Malhotra took over when the Indian economy had reported a seven-quarter-low growth rate of 5.4 per cent in July-September, with increasing clamour from various quarters to cut interest rates.

External factors, such as geopolitical risks, policy uncertainties regarding trade, and their impact on the domestic currency, were a major concern for the central bank.

The RBI’s active intervention in the foreign-exchange market to avoid a sharp decline of the rupee against the dollar weighed on liquidity in banking.

The liquidity deficit had touched Rs 3 trillion in late January — the highest since April 2010.

To ease the situation, the RBI decided to do daily variable rate repo auctions. Additionally, it announced open market operations (OMOs) of government securities and dollar/rupee buy-sell swap auctions.
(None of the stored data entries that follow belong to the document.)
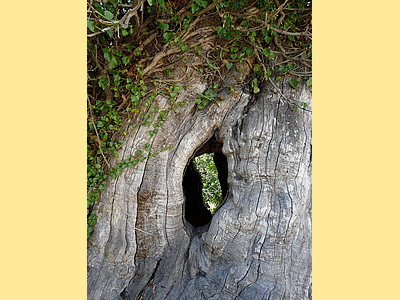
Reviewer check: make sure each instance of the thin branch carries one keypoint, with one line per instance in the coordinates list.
(121, 23)
(291, 102)
(101, 31)
(305, 33)
(97, 134)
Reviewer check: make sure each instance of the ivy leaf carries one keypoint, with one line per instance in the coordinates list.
(110, 32)
(162, 4)
(163, 26)
(125, 60)
(107, 54)
(124, 32)
(195, 8)
(113, 63)
(90, 25)
(108, 15)
(103, 82)
(293, 83)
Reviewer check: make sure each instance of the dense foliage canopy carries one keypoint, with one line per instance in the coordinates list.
(138, 49)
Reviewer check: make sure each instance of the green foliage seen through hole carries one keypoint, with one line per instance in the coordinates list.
(212, 194)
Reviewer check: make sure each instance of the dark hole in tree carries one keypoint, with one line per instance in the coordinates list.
(196, 211)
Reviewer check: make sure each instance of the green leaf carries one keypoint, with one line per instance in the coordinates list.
(266, 52)
(108, 15)
(163, 26)
(107, 54)
(125, 60)
(124, 32)
(162, 4)
(90, 25)
(195, 8)
(103, 82)
(293, 83)
(113, 63)
(110, 32)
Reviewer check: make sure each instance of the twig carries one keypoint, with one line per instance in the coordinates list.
(97, 134)
(121, 23)
(291, 102)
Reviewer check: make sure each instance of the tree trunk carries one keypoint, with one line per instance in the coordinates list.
(257, 244)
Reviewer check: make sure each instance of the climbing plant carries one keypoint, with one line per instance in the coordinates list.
(212, 194)
(139, 49)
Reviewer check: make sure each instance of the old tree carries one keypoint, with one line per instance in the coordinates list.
(168, 81)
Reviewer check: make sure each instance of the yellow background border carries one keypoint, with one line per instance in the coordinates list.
(355, 143)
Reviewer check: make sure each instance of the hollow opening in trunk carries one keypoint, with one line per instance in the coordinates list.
(205, 183)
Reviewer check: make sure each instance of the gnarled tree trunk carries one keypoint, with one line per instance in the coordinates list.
(257, 244)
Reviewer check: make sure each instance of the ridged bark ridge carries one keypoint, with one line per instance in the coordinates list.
(258, 243)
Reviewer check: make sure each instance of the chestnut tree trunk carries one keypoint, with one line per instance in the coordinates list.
(256, 245)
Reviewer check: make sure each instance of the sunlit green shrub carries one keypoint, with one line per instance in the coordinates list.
(212, 194)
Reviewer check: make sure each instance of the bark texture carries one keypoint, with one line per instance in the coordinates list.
(258, 242)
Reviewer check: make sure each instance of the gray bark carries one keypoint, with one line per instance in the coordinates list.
(258, 243)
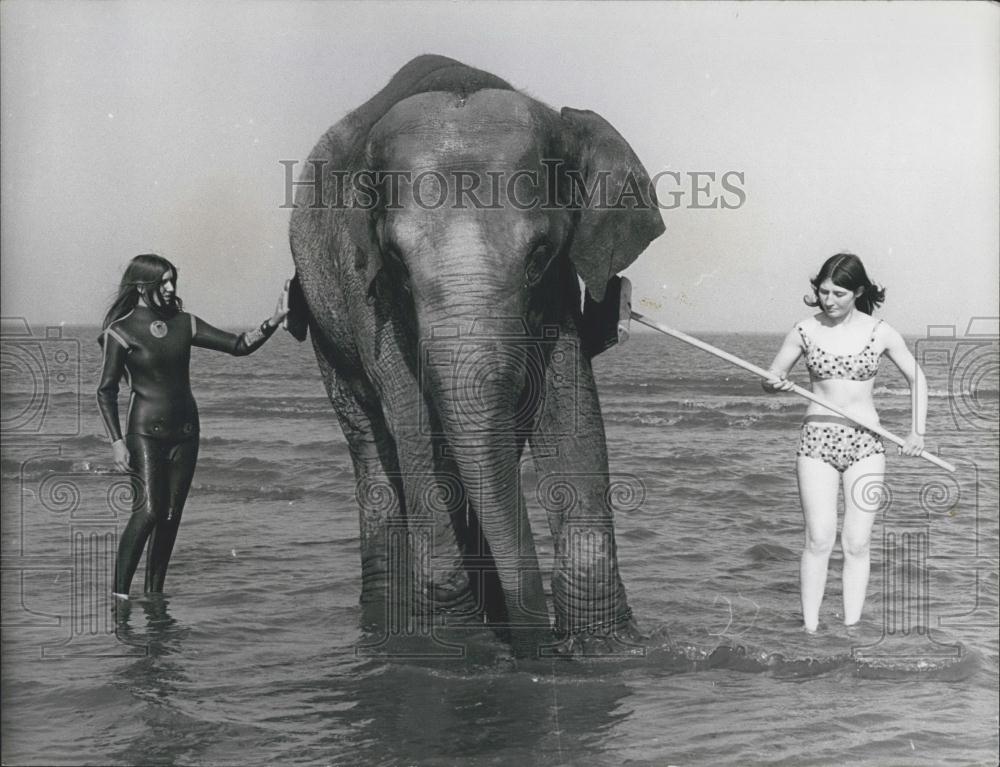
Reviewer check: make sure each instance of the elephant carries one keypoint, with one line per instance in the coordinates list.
(440, 233)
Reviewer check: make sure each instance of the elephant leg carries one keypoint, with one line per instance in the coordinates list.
(436, 513)
(411, 509)
(377, 493)
(570, 454)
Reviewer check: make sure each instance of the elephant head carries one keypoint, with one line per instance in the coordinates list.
(445, 277)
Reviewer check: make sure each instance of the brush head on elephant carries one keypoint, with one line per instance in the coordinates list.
(599, 180)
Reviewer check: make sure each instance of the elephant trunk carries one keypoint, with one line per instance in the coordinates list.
(474, 373)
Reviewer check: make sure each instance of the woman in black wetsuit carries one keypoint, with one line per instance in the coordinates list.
(148, 339)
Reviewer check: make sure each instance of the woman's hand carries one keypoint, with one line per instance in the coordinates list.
(281, 310)
(122, 457)
(912, 445)
(777, 383)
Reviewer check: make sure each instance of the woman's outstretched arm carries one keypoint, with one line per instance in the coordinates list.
(112, 370)
(209, 337)
(784, 360)
(897, 351)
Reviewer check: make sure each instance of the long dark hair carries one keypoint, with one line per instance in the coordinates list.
(142, 275)
(846, 271)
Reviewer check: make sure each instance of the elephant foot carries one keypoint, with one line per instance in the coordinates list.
(618, 639)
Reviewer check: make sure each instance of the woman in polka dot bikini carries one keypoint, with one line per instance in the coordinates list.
(842, 345)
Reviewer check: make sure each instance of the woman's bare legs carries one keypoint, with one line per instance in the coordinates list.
(819, 484)
(863, 491)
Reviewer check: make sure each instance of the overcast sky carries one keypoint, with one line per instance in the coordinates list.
(130, 127)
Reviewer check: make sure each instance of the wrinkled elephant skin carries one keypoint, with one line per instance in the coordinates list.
(438, 236)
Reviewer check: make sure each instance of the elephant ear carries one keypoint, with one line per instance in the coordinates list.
(616, 225)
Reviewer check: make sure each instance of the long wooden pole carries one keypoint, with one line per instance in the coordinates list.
(795, 387)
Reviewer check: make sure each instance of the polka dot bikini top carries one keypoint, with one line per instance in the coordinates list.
(854, 367)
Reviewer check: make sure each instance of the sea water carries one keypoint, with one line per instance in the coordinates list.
(255, 655)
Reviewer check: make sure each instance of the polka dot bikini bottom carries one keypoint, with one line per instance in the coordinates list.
(837, 444)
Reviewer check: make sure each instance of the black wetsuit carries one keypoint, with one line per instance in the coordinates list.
(153, 351)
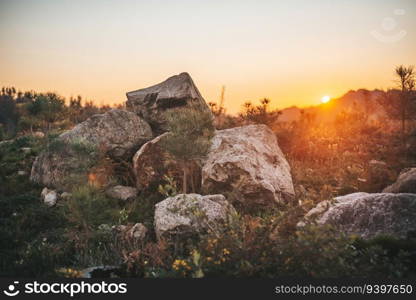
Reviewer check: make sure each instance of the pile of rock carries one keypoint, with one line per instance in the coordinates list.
(391, 212)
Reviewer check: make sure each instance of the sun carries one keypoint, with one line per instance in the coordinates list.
(325, 99)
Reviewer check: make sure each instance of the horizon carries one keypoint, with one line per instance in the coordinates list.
(292, 53)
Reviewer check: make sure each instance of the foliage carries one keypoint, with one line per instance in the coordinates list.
(189, 138)
(259, 114)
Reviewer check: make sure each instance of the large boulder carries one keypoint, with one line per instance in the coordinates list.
(187, 215)
(176, 91)
(406, 183)
(49, 197)
(368, 215)
(248, 161)
(116, 133)
(151, 163)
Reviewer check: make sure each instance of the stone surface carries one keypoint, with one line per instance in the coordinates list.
(151, 163)
(121, 192)
(248, 160)
(176, 91)
(188, 214)
(368, 215)
(49, 197)
(116, 133)
(406, 183)
(378, 171)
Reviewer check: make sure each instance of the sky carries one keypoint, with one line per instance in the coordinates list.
(292, 52)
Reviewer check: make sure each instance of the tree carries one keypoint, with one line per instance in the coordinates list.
(189, 139)
(401, 105)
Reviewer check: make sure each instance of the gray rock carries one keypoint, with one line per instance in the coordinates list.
(378, 171)
(39, 134)
(248, 160)
(368, 215)
(189, 214)
(151, 162)
(26, 149)
(406, 183)
(121, 192)
(49, 197)
(176, 91)
(116, 133)
(137, 232)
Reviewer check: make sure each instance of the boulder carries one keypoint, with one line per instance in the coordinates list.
(151, 163)
(49, 197)
(120, 192)
(406, 183)
(176, 91)
(248, 161)
(116, 133)
(187, 215)
(368, 215)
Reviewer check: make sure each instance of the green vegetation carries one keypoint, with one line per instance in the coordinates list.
(327, 159)
(189, 138)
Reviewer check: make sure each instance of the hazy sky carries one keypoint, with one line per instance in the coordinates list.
(293, 52)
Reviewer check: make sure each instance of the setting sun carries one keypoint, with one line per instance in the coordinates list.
(325, 99)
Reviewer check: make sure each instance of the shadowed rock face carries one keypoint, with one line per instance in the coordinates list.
(248, 160)
(151, 103)
(116, 133)
(186, 215)
(151, 163)
(368, 215)
(406, 183)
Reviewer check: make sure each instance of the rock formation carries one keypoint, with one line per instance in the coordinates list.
(248, 160)
(188, 214)
(151, 103)
(368, 215)
(116, 133)
(151, 163)
(121, 192)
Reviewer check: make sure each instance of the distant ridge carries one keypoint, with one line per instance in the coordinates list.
(355, 100)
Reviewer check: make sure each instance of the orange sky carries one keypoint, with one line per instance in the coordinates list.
(292, 52)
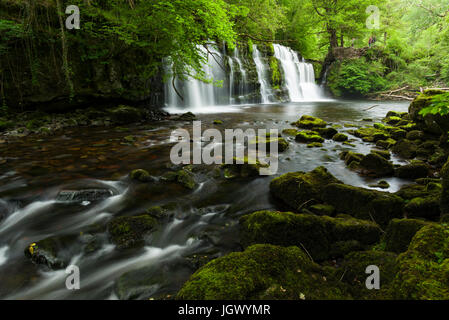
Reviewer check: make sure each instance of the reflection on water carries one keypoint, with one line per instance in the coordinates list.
(204, 221)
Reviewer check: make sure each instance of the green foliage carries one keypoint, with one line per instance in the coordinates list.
(357, 77)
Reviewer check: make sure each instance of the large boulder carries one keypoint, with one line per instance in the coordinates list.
(376, 165)
(263, 272)
(400, 233)
(363, 203)
(423, 270)
(355, 264)
(432, 123)
(322, 237)
(297, 188)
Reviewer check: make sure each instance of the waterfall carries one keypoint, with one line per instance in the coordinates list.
(243, 80)
(196, 93)
(299, 75)
(265, 89)
(231, 80)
Meanwhile, to provide a boost to slowing growth, the RBI’s six-member Monetary Policy Committee (MPC) cut the policy rate by 25 basis points in the February meeting — the first MPC meeting since Malhotra took charge — despite the past four headline inflation prints coming above 5 per cent.

According to Malhotra, the MPC felt that a “less restrictive monetary policy” was more appropriate at that juncture.

While experts say the cut may not significantly boost credit growth amid tight liquidity, it remains a step in the right direction.

Meanwhile, while announcing the cut, Malhotra provided much-needed relief to the banking sector by postponing various proposed regulatory measures — norms on the liquidity coverage, ECL, and project finance – that were supposed to kick in on April 1.

Malhotra has extended the deadline for the implementation of liquidity coverage and project finance norms by at least a year because the RBI is striking a balance between benefits and costs of each and every regulation.

Separately, the RBI’s decision last week to relax risk weightings on bank credit to NBFCs from 125 per cent to 100 per cent could inject Rs 40,000 crore into the banking system at an aggregate level, translating into Rs 4 trillion in additional loanable funds.

However, given the tight liquidity situation, policy transmission could take some time.

Sonal Verma and Aurodeep Nandi, in a Nomura report, said: “Policies are moving in the right direction. India is finally taking a more coordinated policy approach — fiscal, monetary, liquidity, macroprudential — to support growth, especially with the aim to boost consumer demand.”

“However, our leading indicators suggest the economy remains in a cyclical downturn, so further policy support will be needed to stabilise growth.

"More easing via liquidity and macro prudential policies to accelerate policy transmission is likely on the cards,” the report said.

Separately, analysts at Emkay Research said: “…reduced risk weights on MFI and NBFC loans, along with repo rate cut and the recent positive overtures on LCR, IRACP (Income Recognition, Asset Classification and Provisioning), and ECL norms under the new governor, should be credit-positive for banks in the medium-to-long term.”

Meanwhile, the RBI, in the past few months, has also worked to remove restrictions on various regulated entities, including Kotak Mahindra Bank, Arohan Financial Services, Asirvad Microfinance, and DMI Finance.

With this, the “cease and desist” order for all banks and NBFCs stands removed, except that for Paytm Payments Bank.

“RBI has initiated several regulatory measures in recent months to support the sector and enhance the operating performance of lenders.

"This includes: a reduction in the repo rate; undertaking of several liquidity-enhancing operations; deferment of LCR, ECL, and project-financing regulations; and the lifting of supervisory restrictions on KMB and many others,” said Motilal Oswal Financial Services in a report.